I'm personally not willing to let a mechanic off the hook because it requires them to learn about and understand electrical systems. I'm also not willing to let the mechanic off the hook because some problems are complex and therefore estimates are often provisional.
If a mechanic or shop doesn't understand the electrical system, he or she shouldn't be doing the repairs.
Likewise, if a mechanic can't tell his customer that he's not sure, that the $300 estimate may be considerable more depending on what he finds, and that the $300 is non-refundable because the part cannot be return, he shouldn't be in business.
The solution is really easier than you think. Instead of saying, "It's the seat heater controller", say "Our initial assessment is that it's probably the seat heater controller. This would cost $300. If it's not the controller, the cost could be considerably more. It's important to know that if we replace the controller, this money is not refundable. We will let you know in such situation how much additional you can expect."
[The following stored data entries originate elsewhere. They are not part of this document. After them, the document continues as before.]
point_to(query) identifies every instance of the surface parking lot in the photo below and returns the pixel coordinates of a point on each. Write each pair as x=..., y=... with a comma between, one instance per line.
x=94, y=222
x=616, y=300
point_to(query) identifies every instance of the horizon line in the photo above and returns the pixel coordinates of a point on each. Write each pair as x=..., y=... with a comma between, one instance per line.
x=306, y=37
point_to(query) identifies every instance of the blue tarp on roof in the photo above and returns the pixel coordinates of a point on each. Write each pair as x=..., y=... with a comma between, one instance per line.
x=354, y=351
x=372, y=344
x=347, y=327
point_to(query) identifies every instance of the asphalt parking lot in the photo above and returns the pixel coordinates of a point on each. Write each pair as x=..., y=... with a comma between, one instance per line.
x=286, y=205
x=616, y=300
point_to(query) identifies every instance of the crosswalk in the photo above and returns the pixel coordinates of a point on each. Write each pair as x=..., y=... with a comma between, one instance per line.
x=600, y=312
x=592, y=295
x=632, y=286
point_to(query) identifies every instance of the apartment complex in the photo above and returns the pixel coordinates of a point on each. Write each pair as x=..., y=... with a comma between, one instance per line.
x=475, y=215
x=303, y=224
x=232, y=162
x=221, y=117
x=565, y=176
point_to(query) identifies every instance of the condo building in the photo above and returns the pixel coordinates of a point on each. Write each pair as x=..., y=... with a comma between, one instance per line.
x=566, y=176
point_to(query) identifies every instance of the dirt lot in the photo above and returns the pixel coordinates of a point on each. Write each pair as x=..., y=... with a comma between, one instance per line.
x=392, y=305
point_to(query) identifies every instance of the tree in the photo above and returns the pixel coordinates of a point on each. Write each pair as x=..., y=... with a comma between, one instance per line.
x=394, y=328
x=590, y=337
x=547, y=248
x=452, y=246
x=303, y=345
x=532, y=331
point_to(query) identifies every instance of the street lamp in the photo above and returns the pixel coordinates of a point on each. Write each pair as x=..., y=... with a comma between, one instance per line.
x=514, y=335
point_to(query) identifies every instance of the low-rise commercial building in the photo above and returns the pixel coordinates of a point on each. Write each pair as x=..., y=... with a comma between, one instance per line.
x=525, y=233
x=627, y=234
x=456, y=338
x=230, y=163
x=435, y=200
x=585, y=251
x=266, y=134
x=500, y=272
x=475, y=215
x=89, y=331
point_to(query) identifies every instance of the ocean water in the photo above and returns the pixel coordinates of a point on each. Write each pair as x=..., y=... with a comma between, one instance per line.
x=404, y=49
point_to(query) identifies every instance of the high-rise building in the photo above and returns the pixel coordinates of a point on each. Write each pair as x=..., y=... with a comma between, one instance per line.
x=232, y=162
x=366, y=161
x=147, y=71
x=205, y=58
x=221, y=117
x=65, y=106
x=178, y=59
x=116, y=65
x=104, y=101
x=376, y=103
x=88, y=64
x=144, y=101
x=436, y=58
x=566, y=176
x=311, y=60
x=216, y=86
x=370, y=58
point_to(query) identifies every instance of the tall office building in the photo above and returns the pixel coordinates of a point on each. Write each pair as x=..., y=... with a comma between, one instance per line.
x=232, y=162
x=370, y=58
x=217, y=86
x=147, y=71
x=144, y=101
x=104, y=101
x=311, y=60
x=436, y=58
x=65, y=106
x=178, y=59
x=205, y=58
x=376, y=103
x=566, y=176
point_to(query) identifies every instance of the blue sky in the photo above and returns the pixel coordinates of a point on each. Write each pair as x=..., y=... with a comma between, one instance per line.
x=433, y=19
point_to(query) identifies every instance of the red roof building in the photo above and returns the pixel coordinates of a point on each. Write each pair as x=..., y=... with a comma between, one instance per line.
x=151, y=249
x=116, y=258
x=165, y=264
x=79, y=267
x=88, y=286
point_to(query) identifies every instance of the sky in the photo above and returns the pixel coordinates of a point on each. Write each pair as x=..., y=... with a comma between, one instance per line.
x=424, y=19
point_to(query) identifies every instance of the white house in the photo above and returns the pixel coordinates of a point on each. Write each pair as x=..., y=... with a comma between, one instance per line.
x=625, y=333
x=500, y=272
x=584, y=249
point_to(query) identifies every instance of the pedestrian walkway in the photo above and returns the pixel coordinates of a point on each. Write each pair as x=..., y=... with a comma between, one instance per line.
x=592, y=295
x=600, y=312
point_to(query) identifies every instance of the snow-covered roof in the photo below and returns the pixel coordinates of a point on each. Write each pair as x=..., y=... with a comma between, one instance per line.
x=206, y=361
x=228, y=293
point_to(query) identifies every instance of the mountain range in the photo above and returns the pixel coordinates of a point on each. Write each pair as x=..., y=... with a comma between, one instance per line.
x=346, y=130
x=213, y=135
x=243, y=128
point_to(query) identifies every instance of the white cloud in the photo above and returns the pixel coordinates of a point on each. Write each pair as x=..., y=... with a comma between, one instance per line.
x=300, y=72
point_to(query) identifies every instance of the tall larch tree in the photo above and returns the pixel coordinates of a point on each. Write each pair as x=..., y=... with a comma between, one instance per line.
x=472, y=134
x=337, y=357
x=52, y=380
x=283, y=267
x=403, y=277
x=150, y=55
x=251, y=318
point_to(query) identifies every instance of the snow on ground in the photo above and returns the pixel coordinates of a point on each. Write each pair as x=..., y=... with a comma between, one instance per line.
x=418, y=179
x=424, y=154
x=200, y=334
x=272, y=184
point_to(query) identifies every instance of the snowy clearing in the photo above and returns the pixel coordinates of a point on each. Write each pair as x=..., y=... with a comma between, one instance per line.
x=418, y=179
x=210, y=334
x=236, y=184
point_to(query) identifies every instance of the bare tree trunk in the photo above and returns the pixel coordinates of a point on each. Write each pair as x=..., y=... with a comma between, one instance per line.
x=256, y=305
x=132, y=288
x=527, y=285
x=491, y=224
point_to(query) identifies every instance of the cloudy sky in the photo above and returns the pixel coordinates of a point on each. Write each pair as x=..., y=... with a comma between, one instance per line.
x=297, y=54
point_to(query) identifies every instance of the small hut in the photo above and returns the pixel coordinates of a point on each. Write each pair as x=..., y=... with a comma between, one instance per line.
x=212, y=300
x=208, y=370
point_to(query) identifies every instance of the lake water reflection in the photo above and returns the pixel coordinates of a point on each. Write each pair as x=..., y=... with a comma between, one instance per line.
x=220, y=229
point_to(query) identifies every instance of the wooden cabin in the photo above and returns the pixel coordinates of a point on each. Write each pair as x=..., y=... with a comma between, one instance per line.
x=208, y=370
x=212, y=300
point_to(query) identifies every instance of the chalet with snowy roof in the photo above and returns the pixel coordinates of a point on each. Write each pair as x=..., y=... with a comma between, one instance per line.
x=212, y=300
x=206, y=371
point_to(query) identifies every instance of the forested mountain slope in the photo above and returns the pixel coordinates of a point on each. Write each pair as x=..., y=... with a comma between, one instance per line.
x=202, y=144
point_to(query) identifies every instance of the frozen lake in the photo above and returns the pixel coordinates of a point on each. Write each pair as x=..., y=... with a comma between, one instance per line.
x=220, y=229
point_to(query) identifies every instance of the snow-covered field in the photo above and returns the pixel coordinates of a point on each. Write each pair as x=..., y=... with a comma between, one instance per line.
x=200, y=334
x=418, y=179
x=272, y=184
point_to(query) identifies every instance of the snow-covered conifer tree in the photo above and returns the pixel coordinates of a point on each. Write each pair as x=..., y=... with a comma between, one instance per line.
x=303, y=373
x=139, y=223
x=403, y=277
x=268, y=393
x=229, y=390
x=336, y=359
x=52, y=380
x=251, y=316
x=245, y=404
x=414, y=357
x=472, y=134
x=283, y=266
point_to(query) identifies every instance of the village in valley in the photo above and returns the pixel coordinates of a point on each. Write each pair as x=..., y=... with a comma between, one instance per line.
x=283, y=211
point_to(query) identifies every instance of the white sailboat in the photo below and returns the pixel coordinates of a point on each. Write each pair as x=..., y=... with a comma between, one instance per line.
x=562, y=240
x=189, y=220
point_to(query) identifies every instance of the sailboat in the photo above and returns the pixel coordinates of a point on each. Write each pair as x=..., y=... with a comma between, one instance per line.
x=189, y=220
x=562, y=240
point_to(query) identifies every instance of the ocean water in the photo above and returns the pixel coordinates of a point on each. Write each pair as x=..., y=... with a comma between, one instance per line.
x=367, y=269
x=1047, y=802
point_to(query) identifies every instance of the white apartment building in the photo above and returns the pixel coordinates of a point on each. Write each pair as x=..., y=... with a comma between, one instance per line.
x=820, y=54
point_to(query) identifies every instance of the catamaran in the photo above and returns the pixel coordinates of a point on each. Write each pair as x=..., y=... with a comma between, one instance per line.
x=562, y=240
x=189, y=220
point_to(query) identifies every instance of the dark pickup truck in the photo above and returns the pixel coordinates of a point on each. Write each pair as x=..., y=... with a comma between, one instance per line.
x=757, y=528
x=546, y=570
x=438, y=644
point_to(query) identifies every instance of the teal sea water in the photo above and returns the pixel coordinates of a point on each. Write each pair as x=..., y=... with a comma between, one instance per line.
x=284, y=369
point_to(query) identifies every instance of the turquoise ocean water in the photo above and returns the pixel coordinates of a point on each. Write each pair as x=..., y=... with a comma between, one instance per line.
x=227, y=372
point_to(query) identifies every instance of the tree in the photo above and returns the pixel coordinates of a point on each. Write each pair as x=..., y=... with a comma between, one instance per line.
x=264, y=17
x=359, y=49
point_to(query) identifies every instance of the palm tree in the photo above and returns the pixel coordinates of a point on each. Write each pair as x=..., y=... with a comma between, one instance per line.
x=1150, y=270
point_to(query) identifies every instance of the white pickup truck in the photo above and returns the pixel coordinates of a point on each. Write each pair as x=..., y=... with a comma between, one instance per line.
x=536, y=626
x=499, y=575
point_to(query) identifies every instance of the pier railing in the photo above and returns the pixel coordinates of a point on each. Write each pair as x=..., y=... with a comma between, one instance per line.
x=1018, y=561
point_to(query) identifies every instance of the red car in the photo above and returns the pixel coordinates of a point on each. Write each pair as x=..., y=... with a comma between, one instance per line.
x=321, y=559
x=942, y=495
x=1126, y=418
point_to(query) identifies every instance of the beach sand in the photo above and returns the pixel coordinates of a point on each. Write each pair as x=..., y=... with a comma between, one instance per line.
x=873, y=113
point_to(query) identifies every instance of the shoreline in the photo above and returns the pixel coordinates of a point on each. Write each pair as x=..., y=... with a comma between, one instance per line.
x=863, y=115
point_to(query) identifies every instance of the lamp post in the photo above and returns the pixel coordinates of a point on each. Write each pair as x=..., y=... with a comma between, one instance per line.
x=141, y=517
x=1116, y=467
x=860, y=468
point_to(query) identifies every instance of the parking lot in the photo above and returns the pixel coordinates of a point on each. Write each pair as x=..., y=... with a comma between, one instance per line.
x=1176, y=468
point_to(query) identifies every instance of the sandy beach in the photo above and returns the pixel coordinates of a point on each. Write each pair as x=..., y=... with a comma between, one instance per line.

You then have a conversation with customer. They have a better opportunity to understand and proceed or not proceed with more accurate information. nfisheremti may then ask, "What else could be wrong? How much would this cost?" With this information he's given the opportunity to make an educated choice, not a choice based on misguided confidence.
If the shop does this, we could avoid this entire issue. And the shop would have repeat business and good reviews.
This is the reason mechanics often have the reputation they have. They don't appreciate that customer service is essential to successful business.